An introduction to Snowplow

Snowplow self-identifies as a "best in-class data collection platform". We explore what this means, discussing what Snowplow does do and what it does not do. Get to know Snowplow's architecture, and whether it is a tool you need.

11 Mar 2020 · 16 min read · 3142 words

Snowplow truck at night Image by skeeze from Pixabay

Here’s a common scenario: you run a website and would like to know how your users use it. You look into Google Analytics 360. Do you want to give your business the tools you need to better understand its customers? Of course you do! Access to raw event data, insights based on all information as opposed to just a fraction of it? Sounds good! As you are getting ready to sign up, you notice Analytic’s price tag — starting at $150k / year. Gulp. What now? Certainly not all businesses can justify such a flabbergastingly high price.

Google Analytics 360 pricing screenshot

An alternative to Google Analytics that often pops up is Snowplow. Snowplow is a data collection platform actively developed by Snowplow Analytics. Snowplow can “collect” many kinds of telemetry data, but has a special place in its heart for clickstream data, offering many features relevant for web tracking out of the box.

Snowplow Analytics provides its platform in various formats, including as a managed service called Snowplow Insights. All of its core components are open-source and can be used for free in a build-it-yourself, self-managed way. You can have your own production-ready, scalable real-time data ingestion pipeline running in the public cloud for around $200 per month. Smaller deployments or dev deployments are possible too (using Snowplow Mini) at around $40 per month.

Snowplow can "collect" all sorts of telemetry data, but has a special place in its heart for clickstream events

Of course, such a simple price-based comparison of Snowplow and Google Analytics is not useful. The overlap between these products is actually surprisingly small. As someone who just deployed Snowplow to the Google Cloud, I know it took me a while to figure out whether Snowplow fulfilled our needs. This story introduces you to what Snowplow is, and whether it can be of use to you.
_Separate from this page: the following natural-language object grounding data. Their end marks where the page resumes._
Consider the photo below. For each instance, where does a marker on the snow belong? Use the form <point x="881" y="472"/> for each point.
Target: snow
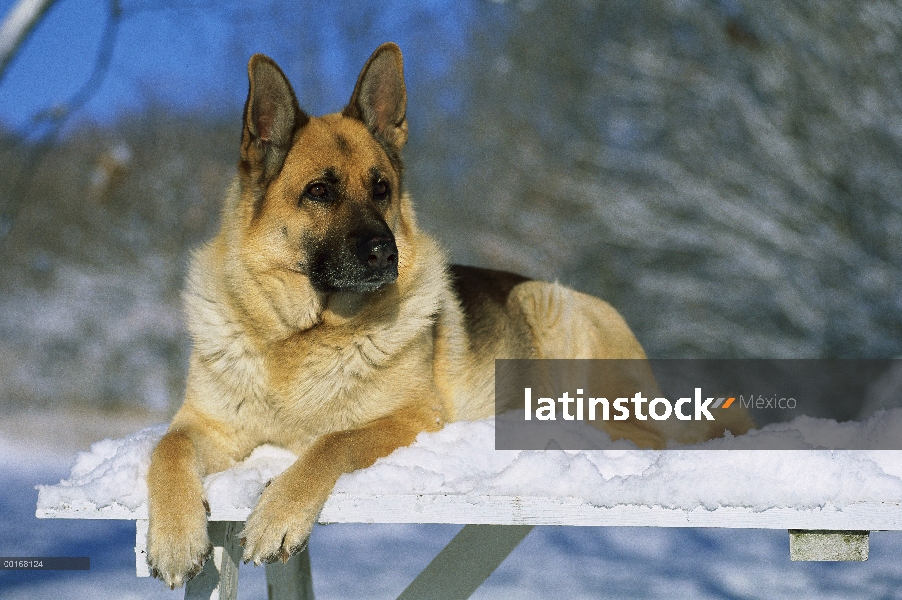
<point x="460" y="459"/>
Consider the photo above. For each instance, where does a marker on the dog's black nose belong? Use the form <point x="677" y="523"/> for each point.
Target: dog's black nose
<point x="378" y="252"/>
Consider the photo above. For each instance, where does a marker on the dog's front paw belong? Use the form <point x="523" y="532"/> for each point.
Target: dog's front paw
<point x="280" y="524"/>
<point x="178" y="545"/>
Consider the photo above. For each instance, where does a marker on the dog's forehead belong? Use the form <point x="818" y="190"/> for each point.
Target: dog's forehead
<point x="339" y="143"/>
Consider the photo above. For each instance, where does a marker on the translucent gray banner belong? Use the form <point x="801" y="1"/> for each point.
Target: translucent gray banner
<point x="756" y="404"/>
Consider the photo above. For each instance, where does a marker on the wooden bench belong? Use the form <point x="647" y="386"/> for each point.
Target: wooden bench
<point x="495" y="525"/>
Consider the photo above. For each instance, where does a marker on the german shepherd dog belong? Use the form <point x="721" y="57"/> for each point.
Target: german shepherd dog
<point x="325" y="321"/>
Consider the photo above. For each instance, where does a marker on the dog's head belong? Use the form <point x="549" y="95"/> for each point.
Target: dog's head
<point x="321" y="197"/>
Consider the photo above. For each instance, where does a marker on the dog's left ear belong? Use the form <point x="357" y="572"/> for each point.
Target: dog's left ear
<point x="380" y="98"/>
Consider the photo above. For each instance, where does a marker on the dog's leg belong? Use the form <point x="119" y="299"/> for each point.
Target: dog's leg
<point x="284" y="516"/>
<point x="177" y="541"/>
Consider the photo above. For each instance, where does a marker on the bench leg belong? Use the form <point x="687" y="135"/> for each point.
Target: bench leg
<point x="292" y="580"/>
<point x="466" y="562"/>
<point x="817" y="544"/>
<point x="219" y="578"/>
<point x="141" y="568"/>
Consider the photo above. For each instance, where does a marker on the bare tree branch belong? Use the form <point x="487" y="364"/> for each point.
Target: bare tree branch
<point x="54" y="120"/>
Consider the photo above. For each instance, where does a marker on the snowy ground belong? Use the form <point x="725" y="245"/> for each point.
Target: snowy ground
<point x="378" y="561"/>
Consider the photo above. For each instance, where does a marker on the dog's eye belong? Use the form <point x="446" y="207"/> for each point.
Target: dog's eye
<point x="318" y="191"/>
<point x="380" y="190"/>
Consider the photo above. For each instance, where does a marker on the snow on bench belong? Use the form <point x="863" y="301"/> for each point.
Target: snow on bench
<point x="456" y="476"/>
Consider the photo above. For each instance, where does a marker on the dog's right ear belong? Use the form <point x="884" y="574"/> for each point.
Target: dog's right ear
<point x="271" y="116"/>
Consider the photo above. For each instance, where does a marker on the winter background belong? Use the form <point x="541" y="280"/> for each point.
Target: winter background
<point x="726" y="173"/>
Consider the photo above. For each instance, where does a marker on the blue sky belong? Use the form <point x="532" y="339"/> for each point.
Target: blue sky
<point x="191" y="55"/>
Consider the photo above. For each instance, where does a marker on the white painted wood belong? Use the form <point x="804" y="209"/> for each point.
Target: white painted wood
<point x="292" y="580"/>
<point x="524" y="510"/>
<point x="141" y="567"/>
<point x="828" y="545"/>
<point x="219" y="578"/>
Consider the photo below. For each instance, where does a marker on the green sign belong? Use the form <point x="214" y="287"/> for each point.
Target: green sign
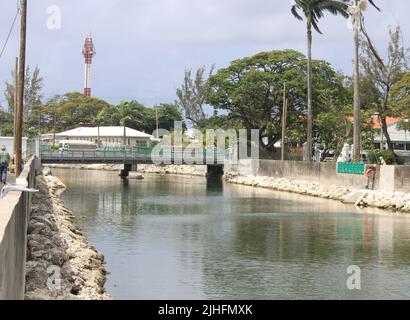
<point x="351" y="168"/>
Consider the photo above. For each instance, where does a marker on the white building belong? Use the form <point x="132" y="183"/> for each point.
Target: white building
<point x="400" y="138"/>
<point x="109" y="136"/>
<point x="26" y="145"/>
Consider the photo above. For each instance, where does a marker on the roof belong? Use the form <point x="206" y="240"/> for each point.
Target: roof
<point x="376" y="121"/>
<point x="389" y="121"/>
<point x="104" y="132"/>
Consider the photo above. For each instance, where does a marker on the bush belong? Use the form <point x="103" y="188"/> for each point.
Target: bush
<point x="375" y="155"/>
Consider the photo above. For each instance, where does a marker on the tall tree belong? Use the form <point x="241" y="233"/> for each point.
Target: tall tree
<point x="125" y="112"/>
<point x="313" y="11"/>
<point x="33" y="86"/>
<point x="251" y="91"/>
<point x="191" y="96"/>
<point x="356" y="10"/>
<point x="382" y="75"/>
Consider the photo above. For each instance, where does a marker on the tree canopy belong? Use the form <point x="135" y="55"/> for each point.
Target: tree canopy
<point x="251" y="90"/>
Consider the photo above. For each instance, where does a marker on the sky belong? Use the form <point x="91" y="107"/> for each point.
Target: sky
<point x="144" y="46"/>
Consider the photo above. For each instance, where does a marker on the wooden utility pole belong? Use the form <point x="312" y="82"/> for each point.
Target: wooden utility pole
<point x="284" y="123"/>
<point x="356" y="102"/>
<point x="18" y="130"/>
<point x="156" y="117"/>
<point x="16" y="85"/>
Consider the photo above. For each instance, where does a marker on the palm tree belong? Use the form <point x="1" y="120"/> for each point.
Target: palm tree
<point x="313" y="11"/>
<point x="99" y="120"/>
<point x="125" y="113"/>
<point x="355" y="10"/>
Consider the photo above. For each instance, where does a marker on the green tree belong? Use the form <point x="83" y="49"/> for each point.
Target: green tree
<point x="251" y="91"/>
<point x="313" y="11"/>
<point x="168" y="114"/>
<point x="381" y="76"/>
<point x="191" y="96"/>
<point x="99" y="121"/>
<point x="400" y="96"/>
<point x="66" y="112"/>
<point x="34" y="84"/>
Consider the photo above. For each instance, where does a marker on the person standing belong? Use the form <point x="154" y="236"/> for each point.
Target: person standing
<point x="4" y="164"/>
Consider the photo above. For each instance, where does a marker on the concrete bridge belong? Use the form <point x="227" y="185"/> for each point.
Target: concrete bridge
<point x="130" y="158"/>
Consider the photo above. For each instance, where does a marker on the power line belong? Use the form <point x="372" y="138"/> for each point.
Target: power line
<point x="11" y="30"/>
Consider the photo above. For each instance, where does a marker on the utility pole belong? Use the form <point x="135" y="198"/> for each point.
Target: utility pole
<point x="284" y="123"/>
<point x="18" y="130"/>
<point x="16" y="85"/>
<point x="356" y="103"/>
<point x="156" y="117"/>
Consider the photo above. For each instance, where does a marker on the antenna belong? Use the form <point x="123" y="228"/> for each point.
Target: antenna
<point x="88" y="53"/>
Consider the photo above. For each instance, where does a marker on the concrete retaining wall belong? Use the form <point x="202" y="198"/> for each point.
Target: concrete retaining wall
<point x="388" y="178"/>
<point x="402" y="178"/>
<point x="14" y="215"/>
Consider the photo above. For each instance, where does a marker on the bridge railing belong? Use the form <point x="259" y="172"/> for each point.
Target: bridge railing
<point x="141" y="154"/>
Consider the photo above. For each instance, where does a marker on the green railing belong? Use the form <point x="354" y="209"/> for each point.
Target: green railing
<point x="129" y="151"/>
<point x="351" y="168"/>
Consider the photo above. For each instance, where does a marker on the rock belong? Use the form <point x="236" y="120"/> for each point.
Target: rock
<point x="57" y="248"/>
<point x="392" y="201"/>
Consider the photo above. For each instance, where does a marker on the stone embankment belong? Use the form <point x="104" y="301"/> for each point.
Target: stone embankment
<point x="377" y="199"/>
<point x="61" y="265"/>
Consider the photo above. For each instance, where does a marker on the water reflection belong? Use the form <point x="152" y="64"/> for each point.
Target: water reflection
<point x="189" y="237"/>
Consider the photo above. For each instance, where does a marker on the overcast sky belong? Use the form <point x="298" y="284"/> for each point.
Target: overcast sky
<point x="144" y="46"/>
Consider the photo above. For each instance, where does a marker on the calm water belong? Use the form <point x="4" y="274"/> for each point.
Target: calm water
<point x="188" y="238"/>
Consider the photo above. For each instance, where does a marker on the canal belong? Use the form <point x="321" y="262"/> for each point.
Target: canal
<point x="182" y="237"/>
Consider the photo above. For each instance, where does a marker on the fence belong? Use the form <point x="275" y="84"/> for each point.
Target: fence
<point x="14" y="215"/>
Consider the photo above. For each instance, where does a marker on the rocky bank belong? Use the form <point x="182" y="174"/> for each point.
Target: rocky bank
<point x="396" y="201"/>
<point x="61" y="265"/>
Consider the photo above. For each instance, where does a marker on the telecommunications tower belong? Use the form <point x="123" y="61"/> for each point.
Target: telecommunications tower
<point x="88" y="53"/>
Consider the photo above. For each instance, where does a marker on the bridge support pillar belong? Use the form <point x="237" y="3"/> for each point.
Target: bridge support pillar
<point x="126" y="171"/>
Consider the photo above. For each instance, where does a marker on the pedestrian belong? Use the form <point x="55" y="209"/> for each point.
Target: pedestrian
<point x="4" y="164"/>
<point x="370" y="175"/>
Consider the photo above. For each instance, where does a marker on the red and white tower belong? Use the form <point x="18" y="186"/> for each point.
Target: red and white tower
<point x="88" y="53"/>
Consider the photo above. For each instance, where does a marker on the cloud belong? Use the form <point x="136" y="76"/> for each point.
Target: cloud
<point x="143" y="46"/>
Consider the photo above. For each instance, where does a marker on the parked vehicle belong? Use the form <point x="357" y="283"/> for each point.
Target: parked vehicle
<point x="77" y="146"/>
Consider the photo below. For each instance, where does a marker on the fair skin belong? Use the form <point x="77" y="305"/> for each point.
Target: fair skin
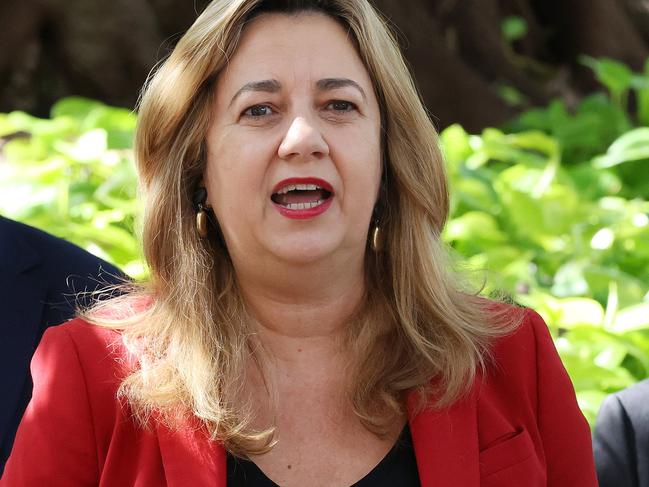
<point x="277" y="115"/>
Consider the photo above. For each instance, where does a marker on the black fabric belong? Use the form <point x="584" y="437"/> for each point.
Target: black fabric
<point x="397" y="469"/>
<point x="39" y="275"/>
<point x="621" y="439"/>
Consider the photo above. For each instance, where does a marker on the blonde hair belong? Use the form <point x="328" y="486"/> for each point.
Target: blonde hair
<point x="187" y="326"/>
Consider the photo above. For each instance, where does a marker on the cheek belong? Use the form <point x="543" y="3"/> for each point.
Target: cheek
<point x="234" y="179"/>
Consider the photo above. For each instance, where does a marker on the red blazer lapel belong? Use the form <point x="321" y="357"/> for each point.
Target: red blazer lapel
<point x="190" y="458"/>
<point x="446" y="444"/>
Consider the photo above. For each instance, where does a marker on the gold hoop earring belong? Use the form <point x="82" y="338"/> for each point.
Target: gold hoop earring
<point x="376" y="238"/>
<point x="201" y="223"/>
<point x="201" y="215"/>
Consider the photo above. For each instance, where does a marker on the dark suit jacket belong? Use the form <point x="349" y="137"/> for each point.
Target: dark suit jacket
<point x="518" y="426"/>
<point x="621" y="439"/>
<point x="35" y="293"/>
Compared to other posts, such as the Snowplow for Media series, this story emphasises what Snowplow actually does by diving into its architecture and deployment, instead of focussing on the value of the data that its trackers generate. With a good understanding of this architecture you can make up your own mind, and decide whether Snowplow should be a part of your data analytics efforts too!

Data collection platform

What exactly is a data collection platform? At its core, Snowplow consists of a processing pipeline capturing, cleaning, enriching and saving all the information that is presented to it through calls to a HTTP endpoint. GET and POST requests go in the pipeline, and out comes structured data in blob storage or a queryable database. Snowplow also comes with a number of utilities such as a JavaScript web tracker and tracking SDKs that will generate these HTTP calls in response to actions taken by your users on your website or in your app, for example in response to page views or page clicks.

HTTP requests go in the pipeline, out comes queryable structured data

Platforms concept illustration Remember: platforms ≠ platformers, pipes ≠ pipelines

What Snowplow does do

Snowplow started out as a web analytics platform, only supporting tracking with their web tracker and their own tracker protocol. Now, it aims to be a one-stop shop for all your event data collection efforts. Want to capture subscribe events to your mailing list backed by MailChimp? Snowplow has you covered! Capturing custom events generated by your own application? That’s no problem either! Website tracking almost seems boring when you think of all the internet of things (IoT) data you could be getting your hands on. Snowplow allows you to define and use custom event schemata. It accepts data from everywhere, while providing direct access to every bit of raw data it collects. Snowplow easily scales up to thousands of collected events per second.

Vintage stamp collection Collecting stamps is out, collecting data is in.

What Snowplow does not do

Obtaining “insights” from this raw, structured data, however, requires you to put in some elbow grease. Snowplow does little to process the data it ingests for you, and if you expect it to present you with easily-interpretable graphs or enlightening statistics you will probably be disappointed. A basic installation of open-source Snowplow collects data really well, but does little beyond collecting, cleaning and saving data in a structured format.

Elbow grease product advertisement While out for elbow grease, don’t forget to stock up on headlight fluid.

Snowplow does not come with a GUI. When collecting clickstream data, it simply provides you with atomic events, such as page click, page view or page ping events; no “user flows” or derived statistics like scroll depth. This makes sense knowing that Snowplow is not limited to ingesting clickstream data. Snowplow is therefore also not a true drop-in replacement to Google Analytics. In fact, it totally makes sense to run Snowplow and Google Analytics in parallel!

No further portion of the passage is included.